It is very clear that there is no safe level of lead exposure, according to the U.S. Centers for Disease Control and Prevention and many medical and public health leaders. Taking in even low levels of lead from paint and drinking water causes several types of health issues, including intellectual deficits, particularly in children, as well as neurological and reproductive problems and increased risk of cardiovascular death.
With plastic pipes, the matter of potential drinking water contamination is less clear-cut. In the NRDC-led group’s lead-line-replacement principles, the copper-not-plastic item points to recent research suggesting that plastic pipes can potentially contaminate drinking water in three ways. The first is the release of chemicals into water from the pipe material, a process called leaching, which has been documented in severalstudies. The second route, called permeation, involves pollutants such as gasoline that can seep from groundwater or soils through the walls of plastic pipes, which has been noted in reports by the Environmental Protection Agency and the Water Research Foundation (formerly the Awwa Research Foundation). And finally, plastic pipes exposed to the high heat of wildfires are at risk for melting and other thermal damage. Plastic pipes damaged in wildfires could release toxic chemicals into drinking water, the NRDC document suggests, citing an October EPA fact sheet. The high heat of fires can degrade plastic pipes, valves and meters in drinking water distribution systems, potentially releasing volatile organic compounds (VOCs) into drinking water, the EPA document states. A study arrived at more explicit findings by revealing in lab tests that plastic pipes exposed to wildfire temperatures can release benzene, a carcinogen, and other VOCs into water.
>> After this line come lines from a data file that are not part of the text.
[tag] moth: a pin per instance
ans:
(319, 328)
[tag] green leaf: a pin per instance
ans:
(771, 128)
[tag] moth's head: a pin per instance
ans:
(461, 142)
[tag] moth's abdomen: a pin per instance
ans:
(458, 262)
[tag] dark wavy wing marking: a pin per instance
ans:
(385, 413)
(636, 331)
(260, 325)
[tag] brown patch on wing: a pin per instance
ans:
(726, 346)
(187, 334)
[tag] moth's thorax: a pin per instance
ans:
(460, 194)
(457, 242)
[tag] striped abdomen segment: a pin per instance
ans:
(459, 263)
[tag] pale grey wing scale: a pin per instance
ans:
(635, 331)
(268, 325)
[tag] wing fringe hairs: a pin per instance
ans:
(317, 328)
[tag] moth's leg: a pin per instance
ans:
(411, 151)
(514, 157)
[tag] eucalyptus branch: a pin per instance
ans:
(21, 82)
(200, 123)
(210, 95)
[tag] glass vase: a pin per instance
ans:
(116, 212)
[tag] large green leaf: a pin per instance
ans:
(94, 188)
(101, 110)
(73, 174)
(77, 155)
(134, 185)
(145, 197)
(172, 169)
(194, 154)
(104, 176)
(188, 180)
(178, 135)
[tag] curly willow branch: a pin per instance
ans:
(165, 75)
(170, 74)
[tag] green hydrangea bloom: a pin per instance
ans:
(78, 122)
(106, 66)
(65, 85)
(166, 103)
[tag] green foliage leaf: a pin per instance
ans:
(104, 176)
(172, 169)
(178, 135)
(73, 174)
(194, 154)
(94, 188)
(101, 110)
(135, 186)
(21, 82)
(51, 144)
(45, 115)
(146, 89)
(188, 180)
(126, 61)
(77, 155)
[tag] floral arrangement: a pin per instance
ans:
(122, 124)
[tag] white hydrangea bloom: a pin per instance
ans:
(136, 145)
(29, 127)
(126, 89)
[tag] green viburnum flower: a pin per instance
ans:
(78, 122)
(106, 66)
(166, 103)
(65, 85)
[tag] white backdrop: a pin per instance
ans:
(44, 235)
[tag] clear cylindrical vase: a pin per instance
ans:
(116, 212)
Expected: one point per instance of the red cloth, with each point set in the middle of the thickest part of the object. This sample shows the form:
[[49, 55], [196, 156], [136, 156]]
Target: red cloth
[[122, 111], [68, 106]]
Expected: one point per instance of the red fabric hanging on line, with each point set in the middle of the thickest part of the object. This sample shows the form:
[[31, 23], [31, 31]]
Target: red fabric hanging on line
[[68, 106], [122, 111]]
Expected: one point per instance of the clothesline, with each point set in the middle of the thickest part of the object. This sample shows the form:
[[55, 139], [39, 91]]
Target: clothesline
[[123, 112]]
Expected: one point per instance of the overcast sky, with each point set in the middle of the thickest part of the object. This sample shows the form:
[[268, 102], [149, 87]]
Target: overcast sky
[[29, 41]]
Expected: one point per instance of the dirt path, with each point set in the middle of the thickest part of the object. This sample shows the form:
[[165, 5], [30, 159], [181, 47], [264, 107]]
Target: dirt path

Pipe material-related factors beyond those in the principles document can also contaminate drinking water. A July laboratory study by civil and environmental engineer Marc Edwards of Virginia Tech and his colleagues revealed that the growth of Legionella pneumophila, the water-borne bacterium that causes Legionnaires’ disease, varied with the pH of water, whether that water was in contact with cross-linked polyethylene (PEX) or copper pipes, and the presence of phosphate, which is used to control corrosion.
Some organizations associated with the plastic pipes industry are skeptical or dismissive of findings that link these pipes with potential drinking water quality and health concerns. Bruce Hollands, executive director of the Uni-Bell PVC Pipe Association, points to a environmental product declaration (EPD) that followed an assessment of seven PVC water and sewer pipe products by the International Organization of Standardization (ISO), a voluntary, nongovernmental standards organization. The declaration states, “PVC pipe and fittings are resistant to chemicals generally found in water and sewer systems, preventing any leaching or releases to ground and surface water during the use of the piping system. No known chemicals are released internally into the water system. No known toxicity effects occur in the use of the product.” An update due out in a few months will contain the same statement, Hollands says.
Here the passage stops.